それぞれのヘラクレスオオカブトの剣
「ありがとうございました!」
「いやあ、本当に至福の時間を過ごさせていただきましたぞ!」
満面の笑みのバッカスさんやジェイドさん達にそう言われて、ようやくいつもの装備に戻った俺は苦笑いしつつ頷いた。
「満足していただけたみたいで俺も嬉しいです。この剣を受け取った時、俺も本当に体が震えるくらいに感動しましたからね」
そう言って笑った俺は、腰に装備したヘラクレスオオカブトの剣をそっと撫でた。
何も分からないままに突然この世界へ来て、初めての剣をシャムエル様から貰い、初めて見る様々なジェムモンスターと何度も戦った。
例の大発生でシャムエル様に体を貸した時に、その俺にとって初めての剣と防具は無惨な有様になってしまった。
代わりに貰ったミスリルの剣と防具をそのまま装備して旅を再出発し、その後ハスフェル達に教えてもらって予備の剣を買ったりはしたけど、結局、剣で戦える相手ならほぼミスリルの剣一本で戦ってきた。
そしてようやく到着したバイゼンで、念願のヘラクレスオオカブトの剣を剣匠フュンフさんに打ってもらい、貯めた素材で装備も一新した。
おかげで防御力も攻撃力も抜群に上がったから、ジェムモンスター狩りに行っても今の所怖い思いをほぼした事がないくらいだ。
何しろ恐竜の尻尾だって、なんの抵抗も無く切れるんだからさ。
装備の有り難みを実感する俺だったよ。
うん、装備には絶対にしっかりお金をかけるべきだよな。
そこまで思って、俺はハスフェル達を振り返った。
「ん? どうかしたか?」
「ええと、確かハスフェルもヘラクレスオオカブトの剣をフュンフさんに頼んでいたよな? 結局、あれってどうなったんだ?」
確か、俺が剣を受け取った時にハスフェルもフュンフさんにヘラクレスオオカブトの素材を渡して頼んでいたはずだ。俺の残りの鉱石もそのまま残してきたもんな。
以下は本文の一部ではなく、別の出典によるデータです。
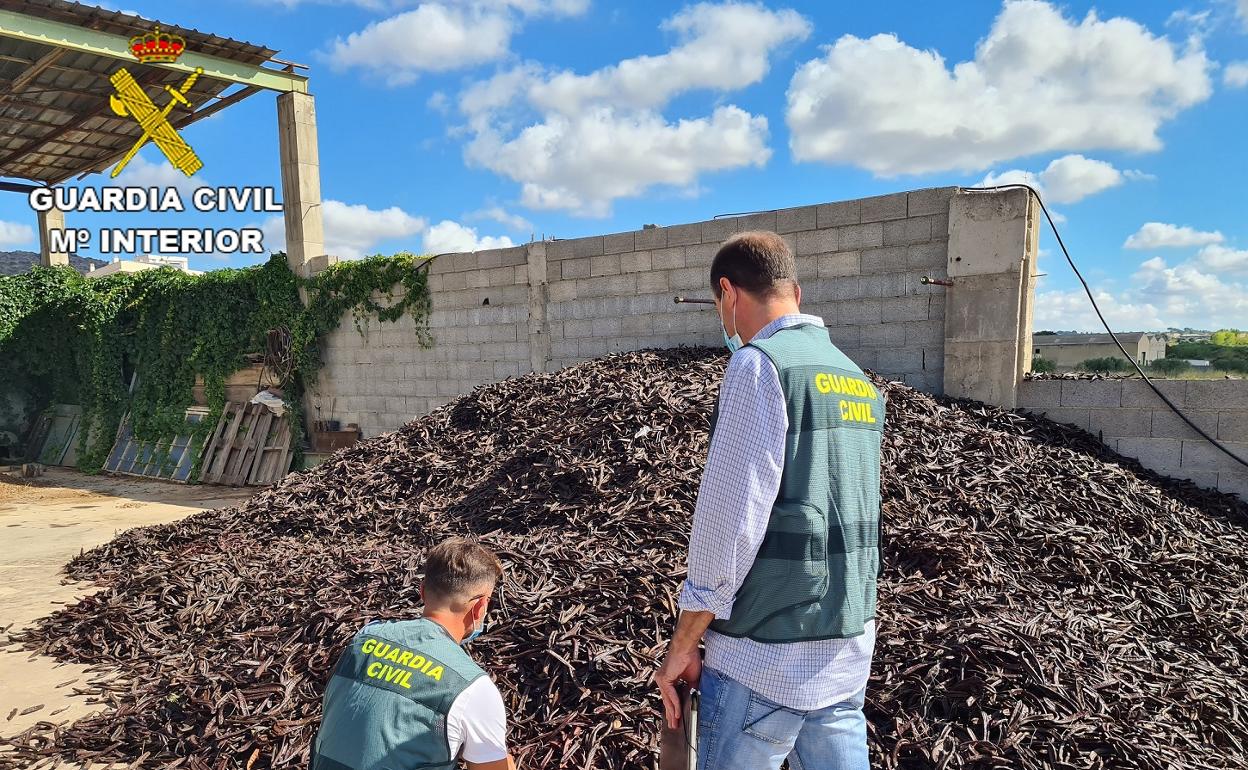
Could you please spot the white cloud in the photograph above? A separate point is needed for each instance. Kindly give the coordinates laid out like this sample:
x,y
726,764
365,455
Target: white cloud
x,y
1066,180
512,221
1223,260
439,36
725,48
1038,82
1160,235
1070,310
1236,75
448,236
1158,296
582,162
351,231
15,233
578,142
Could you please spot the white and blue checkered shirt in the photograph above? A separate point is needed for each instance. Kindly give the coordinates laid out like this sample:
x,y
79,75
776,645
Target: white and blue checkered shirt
x,y
734,504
「おう、早速錬成にはかかってくれたんだが、結局あの岩食い騒動でほぼ全ての作業が中断したからな。急がないからと伝えて、仕上げまで全て任せてきたよ。時間があれば夏の早駆け祭りが終わった頃に、一度バイゼンへ行って仕上がり具合を聞いてきてみてもいいし、駄目なら冬までお預けだな。だが、それでも俺は構わないよ」
笑ったハスフェルの言葉にランドルさんも笑顔で頷いている。
そうだよな。仕上がりを待つのもまた楽しいよな。
「そっか、岩食い騒動の後、ほとんどの職人さんが被害箇所の再建工事に従事していたし、確かフュンフさんは、あの後に飛び地へも行ったはずだもんな」
「ああ、俺の方から言ったんだよ。仕上がりは急がないから、好きなだけ素材を確保してきてくれってな」
苦笑いするハスフェルに、俺は笑ってサムズアップしておいた。
きっと今頃、大張り切りで素材を確保しまくっているんだろうな。ギルドに託した、大容量の収納袋がきっと大活躍しているだろう。
そんな事を考えていて、ふとギイの装備している剣が目に入った。
『なあ。ギイが持っているその剣って、バッカスさん達に見せても大丈夫か?』
『ああ、別に構わないぞ。ここの連中なら信頼出来るからな』
笑ったギイが、バッカスさんの目の前に自分が装備していた剣を鞘ごと外してゆっくりと差し出した。
「ケンのヘラクレスオオカブトの剣よりも古いものだが、まあこれも良き剣ですよ。よければ勉強だと思って見てください。もちろん、抜いていただいても構いませんよ」
「おお、これまた見事な拵の剣ですな。では、遠慮なく拝見させていただきます」
慌てたように居住まいを正したバッカスさんがギイの剣を受け取るのを見て、アイゼンさん達も慌てたようにその隣に並んだ。
鞘のままの剣をじっくりと眺めた四人が頷き合い、バッカスさんがゆっくりと剣を抜く。
ジェイドさんも、横に来て真顔でその様子を見つめていた。
「おお、これはまた素晴らしい一振りだ。バランスも完璧だ……しかも、この銘は……!」
うっとりと剣を見つめていたバッカスさん達全員の悲鳴が、部屋中に響いたのはその直後だった。
まあ、ギイの剣を打ったお方も有名な剣匠らしいから、そりゃあああなるよな。
完全に観客気分で、俺は大興奮するバッカスさんやジェイドさん達を眺めていたのだった。